Course 01: Well Productivity Fundamentals Module 02: Single-Phase Inflow Performance Topic 2.4: Limitations of the Linear PI & Non-Linear IPR Models
01/2.4 Well Productivity Fundamentals
Course 01 · Module 02 · Topic 2.4

Limitations of the Linear PI and Non-Linear IPR Models

The straight-line IPR (Q = J·ΔP) is a powerful but conditional model. Three conditions break it: reservoir pressure crossing the bubble point, high flow velocities generating non-Darcy turbulence, and production from gas wells. Knowing exactly when to switch models — and which model to use — is the mark of a competent production engineer.

Lecture 2.4: When the Straight Line Lies — Non-Linear IPR Models for Real Wells
19:50
Begins with a field case where a straight-line PI test gave a 40% over-prediction of AOFP because the well was operating near its bubble point. Derives the physical reasons for non-linearity, presents Vogel's equation and its derivation basis, constructs composite IPR curves for partially saturated reservoirs, covers the back-pressure (Jones) equation for gas wells, and ends with a structured model-selection decision framework tested on four well scenarios.

Topics 2.1 through 2.3 developed the Productivity Index J and its normalised form SPI on the assumption that flow is single-phase, the reservoir is undersaturated (above the bubble point), and flow is in the Darcy (laminar) regime. Those conditions define the zone of validity of the linear model Q = J·(P̄ − Pwf).

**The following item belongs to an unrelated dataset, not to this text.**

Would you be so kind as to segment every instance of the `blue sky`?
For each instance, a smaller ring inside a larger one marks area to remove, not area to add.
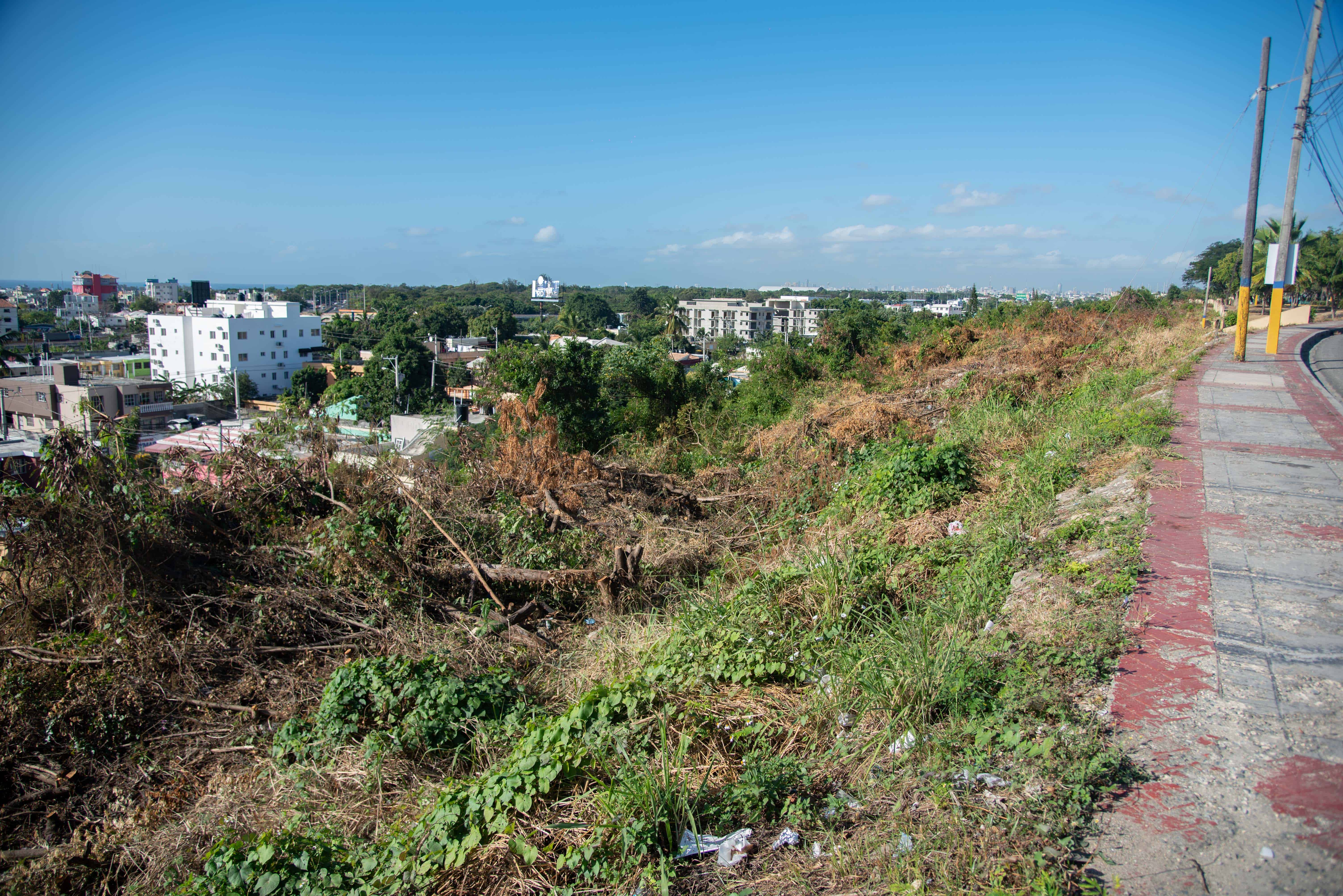
[[[1299,15],[7,0],[0,278],[1164,284],[1241,232]],[[1339,221],[1315,168],[1297,209]]]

Understanding that zone of validity precisely and having replacement models ready when those conditions fail, is the subject of this topic.

The linear model fails in three distinct ways. First, as reservoir pressure depletes toward or below the bubble point, free gas evolves in the reservoir and near the wellbore. Gas saturation builds up, oil relative permeability kro decreases, and the IPR curves downward below the linear prediction. Vogel (1968) provided the most widely used empirical correction for this behaviour. Second, in high-rate wells (particularly gas wells and high-productivity oil wells), fluid velocity near the wellbore becomes large enough that inertial (turbulence) forces add to viscous pressure drop. This makes the pressure drop grow faster than linearly with rate, bending the IPR downward at high rates. Third, gas has strongly pressure-dependent properties (μg, z) that make the simple linear ΔP model structurally wrong; the back-pressure equation or pseudo-pressure formulation must be used instead.

This topic covers all three failure modes with their diagnostic signals, corrective models, and worked examples using the Karama Field KRM-4 scenario. The interactive simulator allows you to build composite IPR curves, compare linear vs Vogel predictions, and see when each matters for the production target assessment.

LEARNING OBJECTIVES
After completing this topic, you will be able to:

1. State the three physical conditions under which the linear PI model becomes invalid and explain the mechanism behind each.
2. Recognise diagnostic signals in well test data that indicate non-linear IPR behaviour.
3. Apply the Vogel equation to construct an IPR below the bubble point and calculate AOFP from a single-point well test.
4. Construct a composite IPR for a well that is above the bubble point at reservoir pressure but whose drawdown extends below the bubble point.
5. Use the back-pressure (Jones/LIT) equation for gas wells and explain why squared-pressure or pseudo-pressure formulations are needed.
6. Identify when non-Darcy (turbulence) effects are significant and apply the D-factor correction to the effective skin.
7. Select the appropriate IPR model for a given reservoir and operating condition using a structured decision framework.
8. Quantify the error introduced by using the linear PI model when the Vogel IPR should have been used.
PREREQUISITES
Topics 2.1, 2.2, and 2.3 are direct prerequisites. You must be comfortable with the PSS radial inflow equation, the PI definition J = Q/ΔP, skin S, the IPR straight line, and AOFP before studying the Vogel correction. You also need the concept of relative permeability kro from reservoir engineering (Module 03 preview).
PBL CONNECTION — KRM-4 PROBLEM SET
Sub-Problem 4 of the Karama Field KRM-4 problem set asks: given that reservoir pressure P̄ is expected to reach the bubble point (Pb = 3,650 psia) within 18 months, construct the Vogel IPR at P̄ = Pb and the composite IPR for an intermediate depletion state where P̄ = 4,200 psia. Determine whether the 1,200 STB/day production target can still be achieved with the current separator back-pressure of 3,100 psia, and if not, what Pwf is required.